Legislators ask California for $23M for Earthquake Early Warning System (Pasadena Star-News)
Three state lawmakers introduced bills Monday that would direct $23 million in state funds toward an Earthquake Early Warning system being developed for the West Coast.
The concurrent legislation in both the Assembly and the state Senate would fund California’s portion of the $38 million ShakeAlert system that experts say could offer more than a minute warning before a temblor reaches a community. The system could slow trains, stop elevators at the nearest floor and give people a chance to take cover.
“We should have done this many years ago,” said Senator Jerry Hill, D-San Mateo. “It’s a low dollar investment for a major benefit.”
Hill, along with Senator Robert Hertzberg, D-Van Nuys, and Assemblyman Adam Gray, D-Merced, introduced the bills, SB 438 and AB 1346, on Monday.
The legislators said California is expected to end the next fiscal year with a reserve of $11.5 billion, making the investment only a small fraction of that overall budget. The bills strike language from an earlier law that prohibited using general fund dollars to develop the warning system.

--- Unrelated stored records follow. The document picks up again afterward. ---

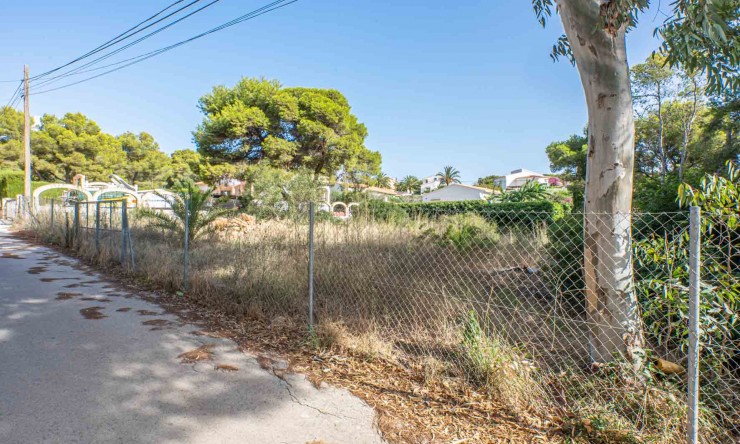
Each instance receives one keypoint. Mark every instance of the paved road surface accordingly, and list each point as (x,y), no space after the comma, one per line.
(68,379)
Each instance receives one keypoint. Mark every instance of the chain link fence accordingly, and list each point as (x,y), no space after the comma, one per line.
(582,317)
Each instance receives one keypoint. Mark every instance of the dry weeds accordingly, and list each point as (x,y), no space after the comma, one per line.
(226,367)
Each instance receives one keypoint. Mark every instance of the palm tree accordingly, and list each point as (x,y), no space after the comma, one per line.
(531,191)
(411,184)
(382,180)
(449,175)
(190,201)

The Federal Emergency Management Agency estimates that California accounts for $3.5 billion, or 66 percent, of the nationwide annual losses from earthquakes.
Hill said he hopes the initial funding will attract more private-public partnerships to pay for the ongoing operational costs estimated at $16 million a year. California’s annual cost is roughly $12 million of that total.
U.S. Rep. Adam Schiff, who has helped bring-in roughly $13 million in federal funding for the system in the last few years, said he was delighted to see California stepping up, as the federal government “cannot and should not do it on its own.”
“None of us know how much time we have before the next big earthquake, but we just took a substantial step forward in getting this done in time to use it when we need it,” Schiff said.
The U.S. Geological Survey, which operates the ShakeAlert early warning system, believes that California in the next 30 years has a 99.7 percent chance of having a magnitude 6.7 or larger earthquake. USGS partners with Caltech in Southern California.
“We’ve been working on this very actively for the last five or 10 years,” said Hall Daily, Caltech’s Director of Government Affairs. “If this passes, obviously it moves the whole project forward very positively, there’s no question about that.”
The early warning system exists in a prototype version now, but the coverage is mostly focused around Southern California and the San Francisco Bay Area. Only about a third of the seismic stations needed for ShakeAlert exist today, according to Dan Given, earthquake early warning coordinator for USGS. Current test users include Los Angeles County Fire, LA City Office of Emergency Management, Disneyland, Metrolink, Caltrans and LA Department of Water and Power.
“Early warning is not prediction, it is detecting the earthquake after it begins, but doing it so fast that you can send alerts before the strong shaking arrives,” Given said.
The early warning system could send out public alerts within two years of receiving funding, he said. Most of the funds received to date, from non-profits and the private sector, have funded research at Caltech, UC Berkeley and the University of Washington, rather than building out the system.